Mileage must be documented on the PCR for every transport based on loaded miles. Medicare requires that ambulance providers report mileages to the nearest 10th of a mile. For PCRs that have incomplete mileage, a supervisor must be notified to verify and correct the mileage by using approved mapping software.

How does Medicare reimburse if three or more patients are transported to the same destination simultaneously?
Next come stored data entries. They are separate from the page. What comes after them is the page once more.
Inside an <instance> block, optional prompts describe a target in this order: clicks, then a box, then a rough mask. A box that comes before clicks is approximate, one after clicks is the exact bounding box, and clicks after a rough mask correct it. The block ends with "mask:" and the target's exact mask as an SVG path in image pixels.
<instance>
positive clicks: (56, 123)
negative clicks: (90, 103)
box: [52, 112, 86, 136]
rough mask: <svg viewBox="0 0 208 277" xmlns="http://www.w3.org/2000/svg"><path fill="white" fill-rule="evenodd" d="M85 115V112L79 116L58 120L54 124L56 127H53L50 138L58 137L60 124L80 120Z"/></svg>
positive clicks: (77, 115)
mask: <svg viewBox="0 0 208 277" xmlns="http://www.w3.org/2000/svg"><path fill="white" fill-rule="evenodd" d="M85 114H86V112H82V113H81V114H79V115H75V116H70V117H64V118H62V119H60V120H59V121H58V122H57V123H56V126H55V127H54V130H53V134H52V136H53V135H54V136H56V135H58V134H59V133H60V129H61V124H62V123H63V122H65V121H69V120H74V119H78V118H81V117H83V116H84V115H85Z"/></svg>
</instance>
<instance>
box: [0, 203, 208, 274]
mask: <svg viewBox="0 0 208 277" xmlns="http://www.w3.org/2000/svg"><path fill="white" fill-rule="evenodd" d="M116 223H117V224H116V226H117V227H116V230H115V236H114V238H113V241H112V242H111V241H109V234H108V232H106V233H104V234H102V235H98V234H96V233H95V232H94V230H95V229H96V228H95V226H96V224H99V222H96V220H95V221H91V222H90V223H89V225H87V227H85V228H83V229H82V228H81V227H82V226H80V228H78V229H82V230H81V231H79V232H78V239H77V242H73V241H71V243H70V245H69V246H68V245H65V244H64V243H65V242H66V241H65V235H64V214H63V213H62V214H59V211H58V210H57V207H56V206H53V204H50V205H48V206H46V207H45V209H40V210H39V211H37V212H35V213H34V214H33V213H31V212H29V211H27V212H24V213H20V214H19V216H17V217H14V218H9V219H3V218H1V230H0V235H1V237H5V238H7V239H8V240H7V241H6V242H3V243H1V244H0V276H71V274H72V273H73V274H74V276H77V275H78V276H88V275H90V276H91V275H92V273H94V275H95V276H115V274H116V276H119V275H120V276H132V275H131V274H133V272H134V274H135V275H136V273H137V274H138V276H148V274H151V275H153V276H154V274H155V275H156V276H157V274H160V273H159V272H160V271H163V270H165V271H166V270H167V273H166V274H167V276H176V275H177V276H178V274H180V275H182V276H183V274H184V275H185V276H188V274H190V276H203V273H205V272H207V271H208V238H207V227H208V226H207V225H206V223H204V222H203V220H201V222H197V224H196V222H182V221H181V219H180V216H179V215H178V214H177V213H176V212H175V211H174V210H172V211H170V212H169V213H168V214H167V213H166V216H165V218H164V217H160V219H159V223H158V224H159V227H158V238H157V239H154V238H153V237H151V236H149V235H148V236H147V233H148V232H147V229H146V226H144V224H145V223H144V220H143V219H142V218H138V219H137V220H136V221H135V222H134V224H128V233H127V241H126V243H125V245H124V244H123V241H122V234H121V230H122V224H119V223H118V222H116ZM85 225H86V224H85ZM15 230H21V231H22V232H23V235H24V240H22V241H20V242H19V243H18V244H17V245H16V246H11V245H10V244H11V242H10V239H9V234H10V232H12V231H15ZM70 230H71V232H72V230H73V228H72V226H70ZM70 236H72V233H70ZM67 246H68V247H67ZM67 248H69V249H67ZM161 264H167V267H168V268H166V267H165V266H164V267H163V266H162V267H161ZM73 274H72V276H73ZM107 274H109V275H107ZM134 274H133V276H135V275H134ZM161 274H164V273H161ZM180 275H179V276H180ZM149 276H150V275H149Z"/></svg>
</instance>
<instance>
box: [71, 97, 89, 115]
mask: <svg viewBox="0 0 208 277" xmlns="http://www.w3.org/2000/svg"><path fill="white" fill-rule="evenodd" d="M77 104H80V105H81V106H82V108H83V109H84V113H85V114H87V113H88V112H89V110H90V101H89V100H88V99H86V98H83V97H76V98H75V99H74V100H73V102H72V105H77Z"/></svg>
The allowance for the Medicare beneficiary or for each patient is 60% of the base rate applicable to the level of care provided to the beneficiary. However, a single payment allowance for mileage will be prorated by the number of patients on board.

Verification review

The billing department will verify each account after pre-bill review and prior to submission for accuracy and charges, services, modifiers, and mileage.

Compliance standards for billing personnel

The billing operation is responsible for maintaining current written procedures that provide step-by-step direction for all employees involved in the billing process. These written procedures must incorporate standards and provide adequate checks and balances to ensure full compliance and all functions as defined below

Who serves as the compliance officer? Who assists the compliance officer?

The customer care program manager. The compliance officers assisted by the executive team, managers, and administrative personnel.

Billing personnel's primary responsibility

They are responsible for review and interpretation of all documentation prior to claim submission for reimbursement or denial. The duties and responsibilities identified within this program or the minimum acceptable standards in order to be used as a guide in the development of billing policies and procedures.